Wednesday, November 29, 2006

Who Is That Ian Graham?

Ian Graham is one of the founders of the Schola Gregoriana of Northumbria and is now its director.

I was born in Alnwick in Northumberland, where I attended the Duke’s School, acquiring some good practical experience of choir training from Aileen Willcox, the school’s music teacher. It was more G&S than Gregorian Chant in those days! After school I won an exhibition to Christ Church Oxford. I was fortunate enough to be there at the time when Simon Preston was organist and choir master at Christ Church Cathedral and regular contact with the music making in the Cathedral awakened in me a deep and abiding interest in high quality liturgical music.

After being awarded a degree in Jurisprudence, I moved to the Middle Temple in London on a Harmsworth Exhibition and Astbury Scholarship to study for the bar.

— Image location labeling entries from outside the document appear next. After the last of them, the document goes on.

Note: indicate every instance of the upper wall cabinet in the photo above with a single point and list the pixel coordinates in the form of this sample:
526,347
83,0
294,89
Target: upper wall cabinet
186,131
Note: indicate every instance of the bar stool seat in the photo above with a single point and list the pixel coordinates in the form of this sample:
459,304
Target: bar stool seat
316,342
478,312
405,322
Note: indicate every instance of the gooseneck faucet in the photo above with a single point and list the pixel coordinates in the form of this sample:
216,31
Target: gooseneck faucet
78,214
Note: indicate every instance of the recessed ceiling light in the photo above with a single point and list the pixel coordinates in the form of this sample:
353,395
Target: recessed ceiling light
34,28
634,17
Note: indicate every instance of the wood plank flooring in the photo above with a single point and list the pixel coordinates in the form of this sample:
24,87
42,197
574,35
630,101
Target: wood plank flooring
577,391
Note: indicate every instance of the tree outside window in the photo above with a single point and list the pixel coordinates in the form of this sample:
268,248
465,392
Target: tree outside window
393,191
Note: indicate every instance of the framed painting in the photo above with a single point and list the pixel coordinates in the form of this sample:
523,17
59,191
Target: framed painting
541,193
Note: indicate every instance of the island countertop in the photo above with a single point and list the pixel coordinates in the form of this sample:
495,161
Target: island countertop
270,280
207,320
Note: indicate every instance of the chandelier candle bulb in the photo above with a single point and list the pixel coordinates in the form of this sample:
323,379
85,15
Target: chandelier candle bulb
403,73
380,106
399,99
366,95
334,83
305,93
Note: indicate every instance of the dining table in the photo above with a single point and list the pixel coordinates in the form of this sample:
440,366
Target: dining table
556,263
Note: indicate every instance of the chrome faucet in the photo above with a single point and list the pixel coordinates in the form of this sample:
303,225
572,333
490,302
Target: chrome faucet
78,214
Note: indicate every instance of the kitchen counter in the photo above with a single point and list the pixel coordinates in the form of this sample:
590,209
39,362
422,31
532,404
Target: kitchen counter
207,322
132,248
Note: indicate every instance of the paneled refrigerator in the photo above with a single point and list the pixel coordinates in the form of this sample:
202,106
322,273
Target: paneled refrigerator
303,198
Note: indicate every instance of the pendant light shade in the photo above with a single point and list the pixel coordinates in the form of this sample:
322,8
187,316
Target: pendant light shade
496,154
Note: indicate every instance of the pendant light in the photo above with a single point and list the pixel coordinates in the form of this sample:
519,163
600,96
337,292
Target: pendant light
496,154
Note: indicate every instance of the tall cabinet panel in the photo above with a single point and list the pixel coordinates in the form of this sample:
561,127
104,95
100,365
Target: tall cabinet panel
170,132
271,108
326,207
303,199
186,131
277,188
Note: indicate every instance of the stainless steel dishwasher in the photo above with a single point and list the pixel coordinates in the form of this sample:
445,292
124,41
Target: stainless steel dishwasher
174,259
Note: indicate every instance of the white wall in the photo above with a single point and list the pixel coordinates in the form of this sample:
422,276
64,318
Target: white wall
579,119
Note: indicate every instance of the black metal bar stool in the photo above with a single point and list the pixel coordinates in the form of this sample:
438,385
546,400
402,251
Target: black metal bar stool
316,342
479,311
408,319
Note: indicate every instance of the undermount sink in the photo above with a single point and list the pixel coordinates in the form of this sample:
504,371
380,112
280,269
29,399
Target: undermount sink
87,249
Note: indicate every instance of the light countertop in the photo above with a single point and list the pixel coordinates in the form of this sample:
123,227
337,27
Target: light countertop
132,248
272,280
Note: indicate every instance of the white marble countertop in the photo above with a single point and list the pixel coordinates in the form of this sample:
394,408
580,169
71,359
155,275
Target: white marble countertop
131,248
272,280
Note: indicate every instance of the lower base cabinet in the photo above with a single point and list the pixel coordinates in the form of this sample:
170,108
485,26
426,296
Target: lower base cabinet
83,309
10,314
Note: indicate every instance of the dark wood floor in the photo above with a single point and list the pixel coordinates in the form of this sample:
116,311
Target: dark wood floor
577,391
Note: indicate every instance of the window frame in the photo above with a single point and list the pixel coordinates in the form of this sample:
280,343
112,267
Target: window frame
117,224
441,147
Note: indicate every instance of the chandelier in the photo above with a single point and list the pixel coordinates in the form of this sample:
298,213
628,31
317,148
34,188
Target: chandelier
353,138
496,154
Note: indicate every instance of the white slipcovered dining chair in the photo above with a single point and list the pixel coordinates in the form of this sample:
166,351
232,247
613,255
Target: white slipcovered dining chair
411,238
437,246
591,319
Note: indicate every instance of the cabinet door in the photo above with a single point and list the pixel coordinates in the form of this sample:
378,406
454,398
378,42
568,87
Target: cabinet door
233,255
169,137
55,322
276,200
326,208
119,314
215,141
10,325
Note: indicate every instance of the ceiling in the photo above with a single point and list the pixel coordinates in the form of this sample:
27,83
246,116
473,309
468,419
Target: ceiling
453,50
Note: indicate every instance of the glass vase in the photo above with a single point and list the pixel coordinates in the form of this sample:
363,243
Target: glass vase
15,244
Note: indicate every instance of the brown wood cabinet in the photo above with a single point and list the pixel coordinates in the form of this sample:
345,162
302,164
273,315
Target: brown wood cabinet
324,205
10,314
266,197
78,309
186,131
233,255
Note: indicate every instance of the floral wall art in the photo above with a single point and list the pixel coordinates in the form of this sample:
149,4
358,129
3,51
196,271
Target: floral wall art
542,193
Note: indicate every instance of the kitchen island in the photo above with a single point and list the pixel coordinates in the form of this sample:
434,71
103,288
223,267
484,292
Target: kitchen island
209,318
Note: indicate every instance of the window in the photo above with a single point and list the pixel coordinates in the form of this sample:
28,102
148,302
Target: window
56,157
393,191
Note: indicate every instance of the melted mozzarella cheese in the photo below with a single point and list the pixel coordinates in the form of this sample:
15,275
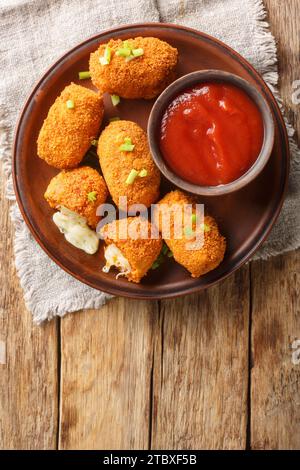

After qualifying as a barrister, I returned to the northeast and now practice as a barrister based in Newcastle, specialising in criminal work. I also sit as a recorder on the Northeastern Circuit.

My first encounter with performing Chant came at the Anglican church of Christ Church Shieldfield in Newcastle, but I never really got to grips with “Briggs and Frear” (I think that’s what it was called).

My first serious experience of Chant came with the “Durham Holy Week” in the late 1980s. This was a wonderful if highly eccentric event, in which the traditional (pre-Pius XII) ceremonies of the Easter Triduum were celebrated in the debating chamber of the Durham Union. It was here that I met Richard Hoban, from whom I learned more about Chant singing and how it works than from anyone else. Richard and I became good friends and his death at the age of 33 I still feel as a terrible loss.

Another big influence on my knowledge and understanding of Chant is Dr Mary Berry. Although I was never one of Dr Berry’s “singers” I was able to sing with her at the 1000 year celebrations of Durham Cathedral and also at a Chant weekend in Manchester organised by the Latin Mass Society. I own all her Chant recordings and am an associate of her Schola Gregoriana of Cambridge.

Away from liturgical music my other great passion is opera, particularly the great romantic operas of the nineteenth century. My musical heroes include Reginald Goodall, Joan Sutherland, Rita Hunter and Carlo Bergonzi. Of musicians still active today I have immense respect for Antonio Pappano, music director of the Royal Opera House, and I adore the singing of the brilliant Peruvian tenor Juan Diego Florez.